その大きく膨らませた頬から連想される動物は、言わずもがなリスだ。
またアツシと何かあったのかな、というオレの想像は見事に的中する。二年生の教室だというのに怖気づくこともなく堂々とオレの前までやってきた久遠ちゃんは、小さな手でバン!とオレの机を叩いた。
オレを慕う女子の視線なんかも気にしない。そんなところがすごく気に入っているんだけれどね。


「また何かあったのか?」


あったもなにも!!といつものように続くであろう言葉を予想しながら微笑む。
そしてその予想も見事に当たることになった。

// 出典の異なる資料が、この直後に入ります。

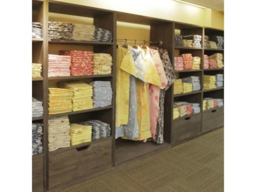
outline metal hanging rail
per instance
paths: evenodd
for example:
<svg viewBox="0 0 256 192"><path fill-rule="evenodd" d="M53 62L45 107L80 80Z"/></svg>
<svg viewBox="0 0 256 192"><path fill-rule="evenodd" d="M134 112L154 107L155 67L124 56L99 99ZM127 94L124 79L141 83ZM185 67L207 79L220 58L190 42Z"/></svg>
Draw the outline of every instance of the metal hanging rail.
<svg viewBox="0 0 256 192"><path fill-rule="evenodd" d="M117 41L125 41L125 44L127 41L134 41L135 42L135 44L136 44L136 42L144 42L144 44L145 43L156 44L159 44L160 45L163 44L163 41L161 40L159 41L150 41L148 40L145 40L127 39L117 39L116 40Z"/></svg>

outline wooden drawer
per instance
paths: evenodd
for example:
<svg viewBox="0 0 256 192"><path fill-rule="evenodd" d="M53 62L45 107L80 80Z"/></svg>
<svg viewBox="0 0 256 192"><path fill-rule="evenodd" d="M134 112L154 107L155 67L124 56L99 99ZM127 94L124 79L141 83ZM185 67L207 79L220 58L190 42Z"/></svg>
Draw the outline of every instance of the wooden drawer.
<svg viewBox="0 0 256 192"><path fill-rule="evenodd" d="M90 145L49 154L49 188L52 189L111 167L111 138Z"/></svg>
<svg viewBox="0 0 256 192"><path fill-rule="evenodd" d="M224 125L224 108L212 109L203 112L203 133Z"/></svg>
<svg viewBox="0 0 256 192"><path fill-rule="evenodd" d="M42 154L32 156L32 191L44 191L44 157Z"/></svg>
<svg viewBox="0 0 256 192"><path fill-rule="evenodd" d="M201 133L201 114L174 120L172 143L182 141Z"/></svg>

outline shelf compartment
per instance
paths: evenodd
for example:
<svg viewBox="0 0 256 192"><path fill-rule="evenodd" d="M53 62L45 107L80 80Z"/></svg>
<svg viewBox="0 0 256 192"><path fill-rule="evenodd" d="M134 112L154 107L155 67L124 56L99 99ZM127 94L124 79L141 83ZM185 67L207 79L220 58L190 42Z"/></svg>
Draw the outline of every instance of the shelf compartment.
<svg viewBox="0 0 256 192"><path fill-rule="evenodd" d="M49 154L49 189L111 167L111 137L90 145Z"/></svg>
<svg viewBox="0 0 256 192"><path fill-rule="evenodd" d="M203 111L203 133L224 125L224 107L220 106Z"/></svg>

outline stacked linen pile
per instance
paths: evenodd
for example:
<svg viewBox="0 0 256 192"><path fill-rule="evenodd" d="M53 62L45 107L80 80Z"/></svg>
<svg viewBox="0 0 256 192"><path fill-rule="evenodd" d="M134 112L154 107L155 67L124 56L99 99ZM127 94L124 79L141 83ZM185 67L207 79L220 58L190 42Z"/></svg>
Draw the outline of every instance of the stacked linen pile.
<svg viewBox="0 0 256 192"><path fill-rule="evenodd" d="M184 69L190 70L193 68L193 57L190 53L185 53L181 55L183 59Z"/></svg>
<svg viewBox="0 0 256 192"><path fill-rule="evenodd" d="M70 56L48 55L48 77L70 76Z"/></svg>
<svg viewBox="0 0 256 192"><path fill-rule="evenodd" d="M112 32L105 29L95 27L94 40L99 41L112 41Z"/></svg>
<svg viewBox="0 0 256 192"><path fill-rule="evenodd" d="M182 79L183 82L192 84L193 91L199 91L201 90L200 80L199 77L191 76L188 77L183 78Z"/></svg>
<svg viewBox="0 0 256 192"><path fill-rule="evenodd" d="M216 74L216 87L220 88L223 87L223 74Z"/></svg>
<svg viewBox="0 0 256 192"><path fill-rule="evenodd" d="M217 63L218 68L223 68L224 67L223 64L223 55L222 53L217 53L209 56L209 59L215 59Z"/></svg>
<svg viewBox="0 0 256 192"><path fill-rule="evenodd" d="M183 45L183 47L193 47L193 40L183 39L182 44Z"/></svg>
<svg viewBox="0 0 256 192"><path fill-rule="evenodd" d="M202 36L199 35L189 35L183 36L183 39L192 39L193 47L202 47L201 41L202 40Z"/></svg>
<svg viewBox="0 0 256 192"><path fill-rule="evenodd" d="M111 128L109 124L104 123L98 120L90 120L81 122L79 124L92 126L92 140L99 139L110 136Z"/></svg>
<svg viewBox="0 0 256 192"><path fill-rule="evenodd" d="M183 70L183 59L181 57L174 57L174 70L182 71Z"/></svg>
<svg viewBox="0 0 256 192"><path fill-rule="evenodd" d="M193 67L192 69L200 69L201 58L199 57L193 57Z"/></svg>
<svg viewBox="0 0 256 192"><path fill-rule="evenodd" d="M51 39L71 40L72 24L48 22L48 37Z"/></svg>
<svg viewBox="0 0 256 192"><path fill-rule="evenodd" d="M72 39L75 40L93 40L95 26L75 24L73 25Z"/></svg>
<svg viewBox="0 0 256 192"><path fill-rule="evenodd" d="M112 66L112 57L106 53L93 54L93 73L94 74L110 74Z"/></svg>
<svg viewBox="0 0 256 192"><path fill-rule="evenodd" d="M71 58L71 76L92 75L93 52L87 51L61 51L60 55Z"/></svg>
<svg viewBox="0 0 256 192"><path fill-rule="evenodd" d="M211 49L217 49L217 45L215 41L209 41L209 44L210 45L210 48Z"/></svg>
<svg viewBox="0 0 256 192"><path fill-rule="evenodd" d="M217 68L217 62L214 59L209 59L209 68L215 69Z"/></svg>
<svg viewBox="0 0 256 192"><path fill-rule="evenodd" d="M42 153L42 124L32 123L32 155Z"/></svg>
<svg viewBox="0 0 256 192"><path fill-rule="evenodd" d="M32 22L32 38L41 38L42 25L40 23Z"/></svg>
<svg viewBox="0 0 256 192"><path fill-rule="evenodd" d="M183 92L183 86L181 79L176 79L174 83L174 94L180 94Z"/></svg>
<svg viewBox="0 0 256 192"><path fill-rule="evenodd" d="M93 87L93 107L99 108L112 104L112 88L110 81L95 81L90 84Z"/></svg>
<svg viewBox="0 0 256 192"><path fill-rule="evenodd" d="M42 65L32 63L32 78L41 77Z"/></svg>
<svg viewBox="0 0 256 192"><path fill-rule="evenodd" d="M49 88L49 114L72 111L72 91L66 89Z"/></svg>
<svg viewBox="0 0 256 192"><path fill-rule="evenodd" d="M58 86L60 88L67 89L67 90L71 91L72 93L73 111L93 108L92 99L92 86L82 81L61 82L59 83Z"/></svg>
<svg viewBox="0 0 256 192"><path fill-rule="evenodd" d="M210 44L209 43L209 37L207 35L204 35L204 48L209 48Z"/></svg>
<svg viewBox="0 0 256 192"><path fill-rule="evenodd" d="M215 36L212 37L211 40L216 42L218 49L223 49L224 37L223 36Z"/></svg>
<svg viewBox="0 0 256 192"><path fill-rule="evenodd" d="M70 126L68 116L48 120L48 147L50 152L70 146Z"/></svg>
<svg viewBox="0 0 256 192"><path fill-rule="evenodd" d="M204 69L209 69L209 57L207 55L204 55Z"/></svg>
<svg viewBox="0 0 256 192"><path fill-rule="evenodd" d="M70 144L71 146L92 141L92 125L77 123L70 124Z"/></svg>
<svg viewBox="0 0 256 192"><path fill-rule="evenodd" d="M42 116L42 102L32 97L32 117Z"/></svg>
<svg viewBox="0 0 256 192"><path fill-rule="evenodd" d="M204 90L216 88L216 76L204 75Z"/></svg>
<svg viewBox="0 0 256 192"><path fill-rule="evenodd" d="M183 47L182 35L175 35L175 46Z"/></svg>

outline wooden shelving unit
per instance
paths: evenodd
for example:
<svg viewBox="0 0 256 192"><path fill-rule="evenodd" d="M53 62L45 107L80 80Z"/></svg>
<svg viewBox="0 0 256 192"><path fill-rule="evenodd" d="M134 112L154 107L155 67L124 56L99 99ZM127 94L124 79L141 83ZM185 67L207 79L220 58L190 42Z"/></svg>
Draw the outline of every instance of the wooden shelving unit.
<svg viewBox="0 0 256 192"><path fill-rule="evenodd" d="M224 69L204 70L202 66L203 66L204 54L224 53L224 50L204 49L203 42L202 44L202 48L199 48L177 47L174 43L176 30L180 30L181 34L184 35L197 34L202 35L203 41L205 34L209 36L214 34L223 34L223 31L51 0L33 0L32 9L33 21L42 24L42 32L41 38L32 38L32 62L42 64L43 77L32 79L32 95L43 102L44 106L44 116L32 118L33 122L38 121L44 124L44 153L32 157L33 191L55 190L59 187L87 178L125 162L139 158L145 154L154 153L156 150L170 147L173 143L182 142L223 126L223 107L203 111L202 106L205 97L224 98L224 88L203 91L203 75L219 73L224 74ZM54 20L51 17L52 13L93 18L93 24L96 27L113 32L113 41L101 42L49 39L48 23ZM201 91L174 95L173 86L171 86L166 92L164 117L164 143L162 144L156 144L150 141L143 143L121 138L115 139L116 39L118 21L150 26L150 40L163 41L163 44L159 47L167 50L173 65L174 64L175 54L177 52L179 54L192 53L193 56L198 56L201 58L201 69L200 70L175 72L179 78L199 76L201 83ZM95 53L110 54L113 59L112 73L109 75L48 77L48 54L56 54L57 52L54 49L56 49L56 47L61 50L72 50L72 46L76 48L78 46L82 47L82 50L90 48ZM73 50L76 50L76 48ZM110 81L113 91L112 105L48 115L49 88L56 87L56 83L60 81L73 80L86 82L97 80ZM178 100L200 103L201 113L173 120L173 103ZM71 123L92 119L108 123L111 127L111 136L49 152L48 146L48 120L64 115L69 116Z"/></svg>

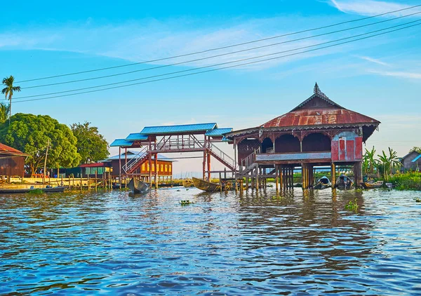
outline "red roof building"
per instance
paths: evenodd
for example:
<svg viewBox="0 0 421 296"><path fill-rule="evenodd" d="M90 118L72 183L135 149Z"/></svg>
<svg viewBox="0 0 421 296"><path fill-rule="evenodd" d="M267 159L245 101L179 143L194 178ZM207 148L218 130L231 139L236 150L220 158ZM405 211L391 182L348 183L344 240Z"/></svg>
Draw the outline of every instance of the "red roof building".
<svg viewBox="0 0 421 296"><path fill-rule="evenodd" d="M259 166L277 172L277 168L307 170L316 165L339 164L354 166L355 182L359 184L363 142L380 123L336 104L316 83L314 94L289 112L225 137L238 152L240 176ZM308 186L312 185L309 181Z"/></svg>
<svg viewBox="0 0 421 296"><path fill-rule="evenodd" d="M0 143L0 176L23 177L27 154Z"/></svg>

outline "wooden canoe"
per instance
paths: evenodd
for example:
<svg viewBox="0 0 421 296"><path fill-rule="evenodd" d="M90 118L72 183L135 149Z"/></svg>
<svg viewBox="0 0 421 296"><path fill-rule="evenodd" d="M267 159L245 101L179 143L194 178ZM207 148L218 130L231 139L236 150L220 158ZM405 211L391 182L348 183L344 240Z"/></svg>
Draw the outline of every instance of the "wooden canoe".
<svg viewBox="0 0 421 296"><path fill-rule="evenodd" d="M352 187L354 181L349 177L345 175L341 175L336 181L335 187L341 190L350 189Z"/></svg>
<svg viewBox="0 0 421 296"><path fill-rule="evenodd" d="M140 181L138 178L132 178L128 182L128 188L132 191L135 194L144 194L147 192L149 190L149 186L147 184Z"/></svg>
<svg viewBox="0 0 421 296"><path fill-rule="evenodd" d="M211 183L204 180L193 177L193 184L196 188L206 191L217 191L220 189L219 184Z"/></svg>
<svg viewBox="0 0 421 296"><path fill-rule="evenodd" d="M315 189L324 189L330 187L331 185L330 180L326 176L323 176L317 181L317 183L314 186Z"/></svg>
<svg viewBox="0 0 421 296"><path fill-rule="evenodd" d="M194 186L194 184L193 184L193 181L191 180L185 179L182 180L182 186L185 187L192 187Z"/></svg>
<svg viewBox="0 0 421 296"><path fill-rule="evenodd" d="M366 189L370 189L372 188L380 188L383 186L384 181L377 181L374 183L368 183L366 182L361 182L361 184Z"/></svg>
<svg viewBox="0 0 421 296"><path fill-rule="evenodd" d="M43 192L64 192L67 187L60 186L58 187L48 188L15 188L15 189L1 189L0 194L18 194L29 193L34 190L41 190Z"/></svg>

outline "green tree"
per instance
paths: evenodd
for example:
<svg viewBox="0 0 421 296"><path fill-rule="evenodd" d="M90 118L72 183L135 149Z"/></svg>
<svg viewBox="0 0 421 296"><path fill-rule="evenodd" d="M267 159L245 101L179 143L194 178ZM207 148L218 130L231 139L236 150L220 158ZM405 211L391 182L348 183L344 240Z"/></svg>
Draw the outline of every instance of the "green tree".
<svg viewBox="0 0 421 296"><path fill-rule="evenodd" d="M377 161L374 159L375 155L375 149L374 149L374 146L370 151L368 151L366 148L366 153L363 156L363 161L367 164L367 172L370 174L374 173L374 169L376 167Z"/></svg>
<svg viewBox="0 0 421 296"><path fill-rule="evenodd" d="M20 91L20 86L13 86L14 82L15 77L12 75L4 78L2 82L3 85L6 87L1 90L1 93L5 95L6 100L9 100L9 124L11 124L11 117L12 116L12 97L13 96L13 93Z"/></svg>
<svg viewBox="0 0 421 296"><path fill-rule="evenodd" d="M413 151L415 151L416 152L418 153L421 153L421 147L412 147L412 149L409 151L409 153L412 152Z"/></svg>
<svg viewBox="0 0 421 296"><path fill-rule="evenodd" d="M98 128L90 124L86 121L70 126L73 135L77 138L77 152L81 156L81 163L98 161L109 155L107 140L100 134Z"/></svg>
<svg viewBox="0 0 421 296"><path fill-rule="evenodd" d="M0 142L29 155L26 163L31 173L44 165L47 143L50 142L47 166L72 167L79 164L76 138L65 124L47 115L18 113L9 125L0 125Z"/></svg>
<svg viewBox="0 0 421 296"><path fill-rule="evenodd" d="M9 105L0 103L0 123L4 123L9 118Z"/></svg>

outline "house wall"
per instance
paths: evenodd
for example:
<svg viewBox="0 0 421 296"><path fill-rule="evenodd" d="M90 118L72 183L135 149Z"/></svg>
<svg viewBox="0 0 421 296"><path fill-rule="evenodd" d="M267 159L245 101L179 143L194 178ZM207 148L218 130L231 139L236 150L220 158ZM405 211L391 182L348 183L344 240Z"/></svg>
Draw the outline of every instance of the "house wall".
<svg viewBox="0 0 421 296"><path fill-rule="evenodd" d="M25 173L25 158L0 154L0 175L22 177Z"/></svg>
<svg viewBox="0 0 421 296"><path fill-rule="evenodd" d="M413 151L408 155L406 155L403 159L402 159L402 166L405 170L415 170L417 168L417 163L418 165L418 168L421 168L421 159L418 159L416 163L413 163L412 161L417 157L420 154L415 151Z"/></svg>
<svg viewBox="0 0 421 296"><path fill-rule="evenodd" d="M128 159L128 162L129 160ZM112 175L113 176L118 176L120 174L120 167L119 165L119 159L112 160L111 162L112 167ZM126 164L126 160L121 159L121 166ZM149 168L149 161L147 160L145 163L142 163L140 170L136 170L135 174L149 175L149 169L152 168L152 175L155 174L155 161L152 159L152 168ZM160 176L171 176L173 175L173 162L158 160L158 175Z"/></svg>
<svg viewBox="0 0 421 296"><path fill-rule="evenodd" d="M363 137L354 132L342 132L332 139L332 161L360 161L363 159Z"/></svg>

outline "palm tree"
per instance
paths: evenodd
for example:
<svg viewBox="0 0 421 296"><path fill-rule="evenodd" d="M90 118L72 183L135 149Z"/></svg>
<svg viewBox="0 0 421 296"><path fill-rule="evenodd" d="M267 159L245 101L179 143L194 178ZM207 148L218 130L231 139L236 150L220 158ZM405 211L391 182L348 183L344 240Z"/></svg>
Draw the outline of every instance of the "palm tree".
<svg viewBox="0 0 421 296"><path fill-rule="evenodd" d="M20 91L20 86L13 86L14 81L15 77L11 75L10 77L4 78L2 82L6 87L1 90L1 93L5 95L6 100L9 100L9 124L11 124L11 117L12 116L12 96L13 92Z"/></svg>
<svg viewBox="0 0 421 296"><path fill-rule="evenodd" d="M9 117L9 105L0 103L0 123L4 123Z"/></svg>
<svg viewBox="0 0 421 296"><path fill-rule="evenodd" d="M376 165L376 161L374 159L374 156L375 154L375 149L374 149L374 146L371 151L368 151L367 148L366 148L366 153L364 154L364 161L367 161L368 164L368 172L370 174L374 173L374 168Z"/></svg>

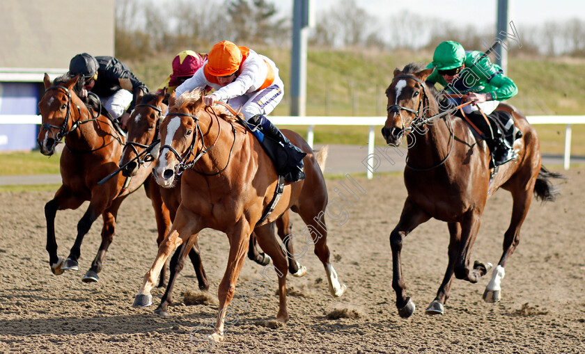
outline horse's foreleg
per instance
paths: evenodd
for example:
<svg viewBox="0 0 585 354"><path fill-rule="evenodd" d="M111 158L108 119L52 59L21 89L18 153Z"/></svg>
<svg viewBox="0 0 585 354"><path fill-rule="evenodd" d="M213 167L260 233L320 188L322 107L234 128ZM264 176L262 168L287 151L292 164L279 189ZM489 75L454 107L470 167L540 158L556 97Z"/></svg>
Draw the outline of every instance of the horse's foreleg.
<svg viewBox="0 0 585 354"><path fill-rule="evenodd" d="M159 246L158 252L150 269L144 275L142 287L134 298L133 307L141 307L153 304L150 290L156 284L160 271L166 263L166 259L177 247L185 242L191 235L201 231L202 226L196 216L190 211L179 207L173 226L169 234Z"/></svg>
<svg viewBox="0 0 585 354"><path fill-rule="evenodd" d="M530 204L532 202L532 189L533 186L526 186L525 187L519 188L519 191L511 190L512 198L513 198L513 204L512 209L512 218L510 222L510 226L504 234L504 252L500 258L498 265L494 268L492 272L492 279L485 287L485 291L483 293L483 300L488 303L497 303L500 300L501 298L501 287L500 284L502 279L506 274L504 267L506 264L506 261L514 251L520 241L520 227L524 223L524 218L528 214L528 209L530 208Z"/></svg>
<svg viewBox="0 0 585 354"><path fill-rule="evenodd" d="M63 274L63 259L57 255L57 241L55 238L55 216L57 210L77 209L83 200L75 197L63 186L55 193L55 197L45 204L45 218L47 220L47 252L51 271L56 275Z"/></svg>
<svg viewBox="0 0 585 354"><path fill-rule="evenodd" d="M95 258L91 262L91 267L81 278L84 282L97 282L99 279L98 273L102 271L102 265L106 258L106 253L116 233L116 218L118 216L118 210L125 198L126 195L115 199L111 205L102 213L102 218L104 220L104 225L102 227L102 243L100 248L98 249Z"/></svg>
<svg viewBox="0 0 585 354"><path fill-rule="evenodd" d="M427 308L426 313L428 314L443 314L444 312L444 304L449 298L449 289L451 289L453 275L455 273L455 262L457 259L457 254L460 246L461 238L461 224L459 223L448 223L449 229L449 261L447 264L447 270L445 271L445 276L443 277L443 282L439 287L437 291L437 296L430 303Z"/></svg>
<svg viewBox="0 0 585 354"><path fill-rule="evenodd" d="M185 266L185 259L187 256L187 255L185 255L185 250L192 250L192 248L189 247L189 246L192 246L192 244L196 241L196 238L197 235L192 236L189 241L187 242L183 242L175 251L175 254L173 255L173 257L171 259L171 271L169 277L169 285L166 287L164 295L162 296L160 305L159 305L157 309L155 310L155 314L165 317L169 316L167 309L169 305L173 303L173 289L175 287L175 282Z"/></svg>
<svg viewBox="0 0 585 354"><path fill-rule="evenodd" d="M198 283L199 289L207 290L209 289L209 281L207 279L207 275L205 275L205 270L203 268L203 262L201 261L201 254L199 252L198 239L198 237L195 239L193 247L189 250L189 258L191 259L191 263L195 269L195 275L197 276L197 282Z"/></svg>
<svg viewBox="0 0 585 354"><path fill-rule="evenodd" d="M416 226L427 221L430 216L420 209L407 198L403 207L398 224L390 233L390 247L392 249L392 288L396 293L396 307L400 317L410 317L414 312L414 303L405 292L405 282L402 274L400 252L403 241Z"/></svg>
<svg viewBox="0 0 585 354"><path fill-rule="evenodd" d="M160 187L157 184L152 175L145 181L144 189L146 191L146 195L150 199L153 203L153 209L155 211L155 218L157 220L157 231L158 232L157 245L159 246L162 240L164 239L164 236L166 236L166 233L169 232L169 229L171 227L170 212L162 200ZM166 278L166 267L165 266L161 269L158 287L164 287L166 286L164 280Z"/></svg>

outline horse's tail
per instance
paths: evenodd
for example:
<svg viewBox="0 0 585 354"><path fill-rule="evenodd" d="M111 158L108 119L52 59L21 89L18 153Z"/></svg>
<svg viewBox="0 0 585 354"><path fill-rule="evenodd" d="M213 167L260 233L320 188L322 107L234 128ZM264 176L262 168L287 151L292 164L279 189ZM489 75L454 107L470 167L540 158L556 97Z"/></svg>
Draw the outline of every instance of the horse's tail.
<svg viewBox="0 0 585 354"><path fill-rule="evenodd" d="M534 184L534 196L544 202L554 202L556 196L561 194L559 188L550 182L552 178L566 179L567 177L560 173L550 172L545 166L540 166L536 182Z"/></svg>
<svg viewBox="0 0 585 354"><path fill-rule="evenodd" d="M315 160L317 161L317 164L319 165L319 168L321 169L321 172L325 171L325 160L327 159L329 154L329 145L325 145L319 150L319 152L315 154Z"/></svg>

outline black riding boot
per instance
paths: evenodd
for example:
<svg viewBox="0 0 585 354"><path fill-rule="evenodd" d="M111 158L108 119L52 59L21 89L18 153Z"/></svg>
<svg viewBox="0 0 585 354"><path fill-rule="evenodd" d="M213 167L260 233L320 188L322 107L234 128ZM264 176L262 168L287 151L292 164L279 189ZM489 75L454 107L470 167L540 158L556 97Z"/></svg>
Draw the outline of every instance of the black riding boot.
<svg viewBox="0 0 585 354"><path fill-rule="evenodd" d="M304 179L303 157L306 154L294 145L278 128L262 115L256 115L249 122L261 129L260 141L264 151L274 163L276 172L289 182Z"/></svg>
<svg viewBox="0 0 585 354"><path fill-rule="evenodd" d="M458 111L459 112L459 111ZM488 147L492 152L493 159L493 166L499 166L504 165L506 162L510 161L518 157L514 149L510 146L506 139L502 136L498 126L494 122L493 118L488 115L488 119L490 120L490 125L485 122L485 119L478 111L473 111L469 113L466 113L469 120L471 120L476 127L478 127L483 134L483 138L488 143ZM458 114L458 115L459 115Z"/></svg>

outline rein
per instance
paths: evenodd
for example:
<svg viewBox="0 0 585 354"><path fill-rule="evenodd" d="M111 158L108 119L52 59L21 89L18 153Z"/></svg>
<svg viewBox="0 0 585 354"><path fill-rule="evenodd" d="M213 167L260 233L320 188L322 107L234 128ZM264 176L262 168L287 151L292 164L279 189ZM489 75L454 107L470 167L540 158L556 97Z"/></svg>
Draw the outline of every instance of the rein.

伊達に相談相手をやってるわけじゃない。

部活の時に不機嫌なアツシを見るのも、少し楽しかったりするのだ。


「紫原が、あたしの知らない女の子に腕絡ませられてもそのままにしてたんです!!」
「・・・へェ、アツシが?」
「うそなんてつかないです!この目で見たんです!お菓子なんかもらっちゃって、嬉しそうにのほほーんと笑って!お菓子ならあたしがいっつもあげてるのに!」
「ちょっと声落として久遠ちゃん。みんなが見てるよ」


どうどうといさめれば、鼻息を荒くしながらも久遠ちゃんは一応大人しくなった。
でも、ここからが本番だ。この子は感情が荒ぶって怒鳴るだけ怒鳴った後は、必ず悲しげに眉尻をさげて泣きついてくる。


「氷室せんぱぁ〜い・・・っ、グスッ、」
「はいはい、よしよし」


手を伸ばして優しく撫でてやれば、彼女はされるがままであるが決して甘えるような行動はせずに流れる涙をそのままにしている。
そしてそれをいつもハンカチでぬぐってあげるのが、オレの役目なのだ。


「高校に入ってっ、くっ、クラスもはなっ、れて、部活も違うしっ、どんどんアイツの考えてること、っ、わかんなくなって、こっ、こわいし、さみしい・・・っ!」


・・・あーあ、せっかくの可愛い顔が台無しだ。
近づいてくる大きな足音に、この子は気がついているのかな。きっと気がついていないだろう。

オレは口角を上げて、頭を撫でていた手を止める。
その手を後頭部に回してそっと引き寄せれば、ざわめく教室内。
覗いた大きな紫の頭は、驚いたように眠そうな目を見開いて、そしてすぐに不機嫌そうな顔になり、大股で近づいてきた。


「ぅえ、氷室せんぱ」
「久遠っ!」
「う、わ」


そして、アツシは大きな手でオレから久遠ちゃんを奪っていく。


「室ちん、いくら室ちんでもこの子に手ェ出したら捻り潰すから」
「わかってるさ、手なんか出さない。そんなことしたらアツシが怖いからね」
「え?あれ?紫原、え?」


混乱している久遠ちゃんは、オレを睨んだままのアツシにひょいと担がれる。

心配することなんてひとつもないんだよ。
ただ少し不器用なアツシのことだから、きっと彼女を妬かせたかったに違いない。


「久遠も!気に障ることがあったんならオレに言えし!」
「だっ・・・て、紫原が!・・・っうええ〜・・・!」
「あーもー泣かないでよ馬鹿、ごめんってー」


まったく、手のかかる後輩だな。
ほほえましい光景を見ながら、そろそろここが二年生の教室だってことを教えてあげようかと腰を浮かす。